One of the named men I knew well. David Edwards was a member of my WEA Wednesday morning group in the 1970’s. One month we were studying Robert Graves’ classic of the 1914-18 war “Goodbye to all That”. David’s wife phoned to say that he would not return to the group until we were studying another book. Reading Graves, and class discussions, had triggered nightmares of those years. He had been a non-combatant stretcher bearer and for four years had ventured into no-man’s land to collect the wounded and dead. Miraculously, he had survived, hence his name on Warren Road’s tablet.

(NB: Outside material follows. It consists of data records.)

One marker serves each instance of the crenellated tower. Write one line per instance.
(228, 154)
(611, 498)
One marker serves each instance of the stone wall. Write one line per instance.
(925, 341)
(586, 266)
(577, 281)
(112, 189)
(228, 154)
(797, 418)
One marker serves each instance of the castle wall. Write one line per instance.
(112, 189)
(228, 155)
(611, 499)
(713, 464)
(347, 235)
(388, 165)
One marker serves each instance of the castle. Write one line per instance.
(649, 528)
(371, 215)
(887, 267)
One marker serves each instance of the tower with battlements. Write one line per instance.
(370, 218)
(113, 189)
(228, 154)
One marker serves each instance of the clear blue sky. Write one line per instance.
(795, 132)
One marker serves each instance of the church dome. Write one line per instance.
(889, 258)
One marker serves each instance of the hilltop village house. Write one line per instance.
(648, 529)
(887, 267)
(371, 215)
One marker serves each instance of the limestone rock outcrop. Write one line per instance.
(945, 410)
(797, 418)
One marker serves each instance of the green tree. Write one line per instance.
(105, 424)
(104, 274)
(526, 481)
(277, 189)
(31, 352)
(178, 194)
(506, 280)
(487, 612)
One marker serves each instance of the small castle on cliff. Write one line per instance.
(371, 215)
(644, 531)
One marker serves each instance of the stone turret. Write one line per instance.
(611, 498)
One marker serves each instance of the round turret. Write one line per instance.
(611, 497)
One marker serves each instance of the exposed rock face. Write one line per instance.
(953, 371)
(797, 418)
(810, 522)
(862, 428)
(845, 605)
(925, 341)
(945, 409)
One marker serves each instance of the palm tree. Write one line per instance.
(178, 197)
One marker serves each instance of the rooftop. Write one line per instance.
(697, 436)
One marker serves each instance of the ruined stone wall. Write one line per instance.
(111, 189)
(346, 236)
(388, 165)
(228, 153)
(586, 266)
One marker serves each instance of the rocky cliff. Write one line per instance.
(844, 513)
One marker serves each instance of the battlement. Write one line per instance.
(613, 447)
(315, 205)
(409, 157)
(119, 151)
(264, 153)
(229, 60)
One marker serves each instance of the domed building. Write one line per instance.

He was loath to talk of the war but one story says so much. He was at the Battle of the Somme and after 10 days the unit was given 7 days respite. At the nearest Salvation Army rest-room he had free tea and edible biscuits. He wanted to write home to tell his parents – in his words – “I am safe” (“That is all I would say, since I was not o.k. How could anyone be o.k. at the Somme?”). He had no money and was given paper, ink and a stamp by the Salvation Army. In the 1970’s the Salvation Army, Rhyl, were extending their premises in Windsor Street. David’s unmarried sister, Winifred, had died recently and left the family home to him. The house and contents, valued at over £12,000, he gave to the Salvation Army for their care and generosity at the Somme in 1916.
It’s worth mentioning the importance of the chapels in Rhyl, indeed in Wales, in the early 20th century. One Welsh nonconformist chapel, Warren Road, had over 40 members of military age in 1914-18. Add to Warren Road,” Bethel”, Vale Road and Clwyd Street – and all other denominations – the strength of the chapel in Welsh society a century ago is evident.
David Edwards died in 1978 and his widow Barbara invited me to be her executor. At her death in 1989 I sorted the family papers and realised anew how very generous they were. They had donated thousands of pounds to charities, both local and national – and always anonymously.
I also came across a letter David had written to his mother in the late 1940’s.
Yesterday you said that you were preparing your will and dividing everything between Winifred and me. Please leave everything to Winifred. You gave me life, you gave me a wonderful start. All I ask now is for your blessing.
Your loving son, David.”
In 1988, to commemorate the 400th anniversary of the publication of Bishop William Morgan’s Bible, the WEA published a bi-lingual book of lengthy articles by Professor Glanmor Williams and Mr T. M. Bassett. “Beibl William Morgan 1599-1988. William Morgan’s Bible 1588-1988”. It was with much pleasure that I dedicated it to the “cherished memory of David Edwards, Rhyl, 1896-1978. A gentle and wise friend who enriched the lives of many”.
*Warren Road Chapel/Salem Christian Centre has closed and the plaque is now at Clwyd Street Chapel.